Una scultorea ragazza di banlieue, Valérie Kaprisky, nuda sul manifesto cult di “La femme publique”: il geniale e spesso incompreso Andrzej Zulawski, morto ieri a Varsavia all’età di 75 anni, potrebbe passare alla storia del cinema come il regista del melò erotico più ossessivo degli anni Ottanta. In realtà quella provocatoria rielaborazione del classico transfert del film-nel-film rappresenta una sola delle svarianti identità di una personalità autenticamente “maledetta”, nutrita, esaltata e infine distrutta da un’indimenticabile, fiammeggiante stagione del cinema francese. Nato a Lwow, l’odierna Leopoli in Ucraina, Zulawski studia cinema in Francia, lavora come assistente del feticcio Wajda ed esordisce dietro la macchina da presa nel ’71 con “La terza parte della notte” esasperatamente in linea con la tradizione romantica e barocca della prestigiosa scuola polacca.

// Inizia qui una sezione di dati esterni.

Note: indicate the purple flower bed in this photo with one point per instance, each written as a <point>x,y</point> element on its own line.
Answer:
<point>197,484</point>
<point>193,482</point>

Emigrato definitivamente a Parigi a causa delle angherie censorie subite dall’opera seconda “Il diavolo”, s’esprime ad alto e ovviamente controverso livello prima con “L’importante è amare” (’75) con Romy Schneider, truce parabola esistenziale di un’attrice fallita ispirata al “Riccardo III” scespiriano e poi con “Possession” (’81), parossistico grand guignol demoniaco che, in barba alle riprovazioni della critica benpensante, fa vincere alla disinibita protagonista Isabelle Adjani la Palma d’oro di migliore attrice a Cannes. Detestato dai conformisti e idolatrato dalla cinefilia colta e snob, l’autore post-sessantottino più fascinoso e tenebroso dirige nel biennio ’84-‘85 i suoi capolavori “La femme publique” e “Amour braque – Amore balordo”, ottenendo dalle attrici –appunto la Kaprisky e poi Sophie Marceau- che furono nel contempo le sue giovanissime compagne, orgasmiche incarnazioni visionarie a metà strada tra il nichilismo dostoevskiano e il sulfureo magistero dell’affine Polanski. In seguito il suo carisma si affievolisce rapidamente, non ritrovando che a sprazzi la violenza perturbatrice nel funereo “Le mie notti sono più belle dei vostri giorni”, nel contestatissimo adattamento dell’opera lirica di Musorgskij “Boris Godunov” (’89) o nello stanco “La fidélité (2000) e spendendosi soprattutto nella scrittura di numerosi romanzi tra i quali spiccano quelli della “Trilogia della follia” e i due che sviscerano la fine del rapporto con l’ultima musa Marceau, madre dell’unico figlio Vincent.